Consider the example of reviewing sales proposals. A human reviewer might miss a subtle inconsistency in pricing or a tone that doesn't align with the company's brand voice. An AI editor, trained on the specific criteria for "good" sales proposals, can meticulously check each element, assign a score, and even suggest improvements. The immediate benefit is a faster, more thorough review. The more significant, long-term advantage is the creation of a "moat" of quality and consistency. Competitors who rely on ad-hoc, instinctual reviews will inevitably produce work with wider variance in quality. Your team, armed with a consistent AI reviewer, can deliver a more predictable and often higher standard of output.
"The goal here is to define the elements and the range by which what bad and good looks like."
This statement underscores the analytical rigor required. It’s not enough to say "make it good." You must define "good" and "bad" with enough specificity that an AI can parse it. This requires effort and a willingness to confront the often-unarticulated standards that govern your work. The immediate discomfort of this deep dive into your own processes pays off by creating a durable asset. This asset allows for more efficient scaling of quality assurance, making your team or your personal output more reliable and, by extension, more competitive. It’s about transforming personal intuition into a systemic advantage.
Key Action Items
- Immediate Action (Within the next week):
- Identify one recurring task or document type you review or produce.
- Begin articulating the specific criteria you use, even if they feel intuitive. Jot down categories and what "good" looks like for each.

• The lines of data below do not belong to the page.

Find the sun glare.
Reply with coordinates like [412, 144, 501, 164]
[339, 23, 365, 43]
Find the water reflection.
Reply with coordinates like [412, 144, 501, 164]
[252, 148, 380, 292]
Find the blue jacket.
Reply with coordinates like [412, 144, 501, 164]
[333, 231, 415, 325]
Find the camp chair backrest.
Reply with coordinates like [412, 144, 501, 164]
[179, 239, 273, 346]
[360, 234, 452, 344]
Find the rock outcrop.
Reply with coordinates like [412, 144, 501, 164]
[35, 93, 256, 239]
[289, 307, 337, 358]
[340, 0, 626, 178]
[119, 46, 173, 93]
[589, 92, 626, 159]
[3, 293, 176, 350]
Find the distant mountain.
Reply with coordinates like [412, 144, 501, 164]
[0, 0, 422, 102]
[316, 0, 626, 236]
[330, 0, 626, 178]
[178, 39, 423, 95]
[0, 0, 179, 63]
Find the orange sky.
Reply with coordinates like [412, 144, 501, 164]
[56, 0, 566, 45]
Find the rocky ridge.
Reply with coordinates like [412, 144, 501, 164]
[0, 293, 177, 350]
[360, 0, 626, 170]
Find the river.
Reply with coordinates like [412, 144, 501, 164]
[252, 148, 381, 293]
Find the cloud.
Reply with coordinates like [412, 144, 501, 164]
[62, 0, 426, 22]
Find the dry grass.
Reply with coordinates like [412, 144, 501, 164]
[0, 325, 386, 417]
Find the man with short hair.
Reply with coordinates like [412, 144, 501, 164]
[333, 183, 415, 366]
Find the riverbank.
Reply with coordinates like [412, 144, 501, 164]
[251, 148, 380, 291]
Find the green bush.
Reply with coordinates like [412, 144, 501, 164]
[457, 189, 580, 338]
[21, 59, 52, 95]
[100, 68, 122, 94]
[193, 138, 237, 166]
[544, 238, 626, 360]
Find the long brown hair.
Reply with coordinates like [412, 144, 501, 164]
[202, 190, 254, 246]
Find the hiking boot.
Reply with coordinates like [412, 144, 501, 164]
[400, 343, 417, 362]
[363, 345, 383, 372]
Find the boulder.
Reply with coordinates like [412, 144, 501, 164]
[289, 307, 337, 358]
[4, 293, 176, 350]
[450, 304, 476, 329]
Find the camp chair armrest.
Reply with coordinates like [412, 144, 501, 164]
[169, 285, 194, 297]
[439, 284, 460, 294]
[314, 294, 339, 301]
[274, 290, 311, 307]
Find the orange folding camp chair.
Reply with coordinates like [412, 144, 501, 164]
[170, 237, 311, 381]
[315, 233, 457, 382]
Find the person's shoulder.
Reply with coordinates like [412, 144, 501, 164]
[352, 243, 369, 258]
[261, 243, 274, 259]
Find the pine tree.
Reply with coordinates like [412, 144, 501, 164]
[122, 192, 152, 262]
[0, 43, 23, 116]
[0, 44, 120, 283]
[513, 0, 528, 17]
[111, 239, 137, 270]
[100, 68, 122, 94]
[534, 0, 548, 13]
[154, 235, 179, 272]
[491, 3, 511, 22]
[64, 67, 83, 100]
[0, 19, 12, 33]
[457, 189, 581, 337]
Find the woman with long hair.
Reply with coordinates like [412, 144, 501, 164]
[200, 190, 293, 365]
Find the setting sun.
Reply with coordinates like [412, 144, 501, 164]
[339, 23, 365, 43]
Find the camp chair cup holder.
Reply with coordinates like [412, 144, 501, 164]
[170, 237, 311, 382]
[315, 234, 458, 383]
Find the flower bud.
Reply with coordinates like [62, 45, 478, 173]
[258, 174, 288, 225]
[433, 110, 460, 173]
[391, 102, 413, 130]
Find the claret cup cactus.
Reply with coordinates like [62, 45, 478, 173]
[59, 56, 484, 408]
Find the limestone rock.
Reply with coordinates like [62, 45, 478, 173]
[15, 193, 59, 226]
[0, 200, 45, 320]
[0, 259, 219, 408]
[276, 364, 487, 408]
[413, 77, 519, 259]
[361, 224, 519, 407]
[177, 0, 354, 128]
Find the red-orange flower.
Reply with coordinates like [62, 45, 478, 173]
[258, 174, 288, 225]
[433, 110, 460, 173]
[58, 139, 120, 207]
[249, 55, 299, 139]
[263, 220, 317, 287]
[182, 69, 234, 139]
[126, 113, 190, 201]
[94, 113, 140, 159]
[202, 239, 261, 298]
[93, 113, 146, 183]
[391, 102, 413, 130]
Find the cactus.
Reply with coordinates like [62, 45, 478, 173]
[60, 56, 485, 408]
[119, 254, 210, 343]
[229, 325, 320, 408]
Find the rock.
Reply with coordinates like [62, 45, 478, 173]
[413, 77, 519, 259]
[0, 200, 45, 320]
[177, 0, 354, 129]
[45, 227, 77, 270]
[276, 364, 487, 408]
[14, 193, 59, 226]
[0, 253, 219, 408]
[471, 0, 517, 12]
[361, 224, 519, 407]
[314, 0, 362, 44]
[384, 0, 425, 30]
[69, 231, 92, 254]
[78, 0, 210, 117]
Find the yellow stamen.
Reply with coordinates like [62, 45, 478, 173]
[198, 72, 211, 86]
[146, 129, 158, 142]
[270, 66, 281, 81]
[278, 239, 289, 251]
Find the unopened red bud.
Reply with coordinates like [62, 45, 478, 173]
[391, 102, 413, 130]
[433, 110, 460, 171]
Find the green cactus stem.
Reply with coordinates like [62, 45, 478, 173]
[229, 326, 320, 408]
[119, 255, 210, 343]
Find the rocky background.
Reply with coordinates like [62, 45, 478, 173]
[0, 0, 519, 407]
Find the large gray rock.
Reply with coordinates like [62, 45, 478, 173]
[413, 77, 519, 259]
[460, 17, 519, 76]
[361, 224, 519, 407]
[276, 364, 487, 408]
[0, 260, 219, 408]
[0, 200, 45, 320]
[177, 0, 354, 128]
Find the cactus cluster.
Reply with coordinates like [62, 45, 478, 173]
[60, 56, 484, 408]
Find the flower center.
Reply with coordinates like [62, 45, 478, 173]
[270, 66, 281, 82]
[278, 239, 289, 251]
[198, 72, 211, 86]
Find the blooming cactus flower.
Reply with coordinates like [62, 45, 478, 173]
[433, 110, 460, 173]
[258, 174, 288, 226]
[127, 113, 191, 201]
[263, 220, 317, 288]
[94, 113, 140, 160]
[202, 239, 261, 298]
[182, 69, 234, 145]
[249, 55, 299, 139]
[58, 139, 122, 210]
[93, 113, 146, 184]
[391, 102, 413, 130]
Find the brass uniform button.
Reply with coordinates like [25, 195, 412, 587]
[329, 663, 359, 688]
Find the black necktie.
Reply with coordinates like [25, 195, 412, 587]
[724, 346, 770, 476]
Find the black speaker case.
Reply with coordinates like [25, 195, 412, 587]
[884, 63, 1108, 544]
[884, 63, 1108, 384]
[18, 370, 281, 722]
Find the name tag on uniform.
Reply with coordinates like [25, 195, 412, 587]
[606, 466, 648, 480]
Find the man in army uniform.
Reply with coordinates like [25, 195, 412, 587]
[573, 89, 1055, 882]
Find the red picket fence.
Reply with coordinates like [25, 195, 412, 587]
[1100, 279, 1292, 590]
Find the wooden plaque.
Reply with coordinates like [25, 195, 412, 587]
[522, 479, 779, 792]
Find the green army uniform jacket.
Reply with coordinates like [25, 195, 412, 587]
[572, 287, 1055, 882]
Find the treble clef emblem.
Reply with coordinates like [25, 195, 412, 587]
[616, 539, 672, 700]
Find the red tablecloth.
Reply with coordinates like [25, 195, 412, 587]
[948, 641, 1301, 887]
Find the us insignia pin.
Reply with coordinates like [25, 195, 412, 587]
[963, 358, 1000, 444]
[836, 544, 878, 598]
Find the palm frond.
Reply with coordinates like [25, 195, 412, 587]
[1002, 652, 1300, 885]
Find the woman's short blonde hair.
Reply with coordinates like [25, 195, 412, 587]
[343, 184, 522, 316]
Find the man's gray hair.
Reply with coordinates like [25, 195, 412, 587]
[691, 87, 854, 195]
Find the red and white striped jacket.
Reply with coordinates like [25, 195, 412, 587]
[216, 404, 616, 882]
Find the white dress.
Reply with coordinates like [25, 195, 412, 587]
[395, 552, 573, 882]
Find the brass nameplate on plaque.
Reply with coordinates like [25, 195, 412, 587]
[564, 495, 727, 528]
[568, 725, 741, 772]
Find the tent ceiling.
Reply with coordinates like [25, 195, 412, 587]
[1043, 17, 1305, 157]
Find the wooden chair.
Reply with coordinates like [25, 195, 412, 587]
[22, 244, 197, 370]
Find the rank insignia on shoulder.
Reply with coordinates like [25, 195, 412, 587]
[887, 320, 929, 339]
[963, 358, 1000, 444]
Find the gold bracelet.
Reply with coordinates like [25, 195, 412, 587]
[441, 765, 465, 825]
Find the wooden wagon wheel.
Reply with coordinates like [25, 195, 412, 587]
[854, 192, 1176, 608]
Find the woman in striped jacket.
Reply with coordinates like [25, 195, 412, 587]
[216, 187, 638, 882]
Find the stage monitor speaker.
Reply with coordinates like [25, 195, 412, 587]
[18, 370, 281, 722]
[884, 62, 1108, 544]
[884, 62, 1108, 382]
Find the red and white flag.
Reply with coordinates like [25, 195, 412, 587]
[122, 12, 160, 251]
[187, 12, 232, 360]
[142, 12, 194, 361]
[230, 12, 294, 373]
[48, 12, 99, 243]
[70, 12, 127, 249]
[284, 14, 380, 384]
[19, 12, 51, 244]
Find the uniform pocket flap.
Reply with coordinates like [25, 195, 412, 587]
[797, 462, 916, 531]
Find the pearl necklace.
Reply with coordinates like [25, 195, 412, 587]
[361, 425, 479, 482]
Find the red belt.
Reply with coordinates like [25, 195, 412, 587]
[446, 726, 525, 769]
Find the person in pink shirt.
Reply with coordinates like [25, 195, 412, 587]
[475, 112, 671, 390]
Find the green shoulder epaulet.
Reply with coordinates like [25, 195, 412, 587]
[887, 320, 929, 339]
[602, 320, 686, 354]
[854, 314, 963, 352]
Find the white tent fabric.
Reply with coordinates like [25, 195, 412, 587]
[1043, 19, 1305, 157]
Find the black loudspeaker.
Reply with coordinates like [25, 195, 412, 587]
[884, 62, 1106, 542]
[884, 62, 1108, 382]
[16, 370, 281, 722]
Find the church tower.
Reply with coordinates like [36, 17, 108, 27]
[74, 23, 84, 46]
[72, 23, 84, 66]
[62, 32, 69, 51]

- Engage ChatGPT or Claude using Weston's four-part framework to initiate the creation of a review editor for this task.
- Short-Term Investment (Over the next month):
- Refine the AI's output by asking clarifying questions and providing examples of good and bad work.
- Save the final structured prompt or instructions. Test its effectiveness on a few pieces of work.
- If using ChatGPT, explore creating a custom GPT. If using Claude, investigate creating a "skill."
- Mid-Term Investment (Over the next 3-6 months):
- Implement the AI-driven review editor for regular use on your chosen task.
- Track the impact on consistency, speed, and perceived quality of your output or feedback.
- Consider expanding the framework to a second recurring task or document type.
- Long-Term Investment (6-18 months):
- Develop a library of AI-powered review editors for multiple critical functions within your work or team.
- Train colleagues on how to use these tools, fostering a culture of objective, AI-assisted evaluation.
- Monitor and periodically update the review editors as your standards or the nature of the work evolves, ensuring your "moat of objectivity" remains robust.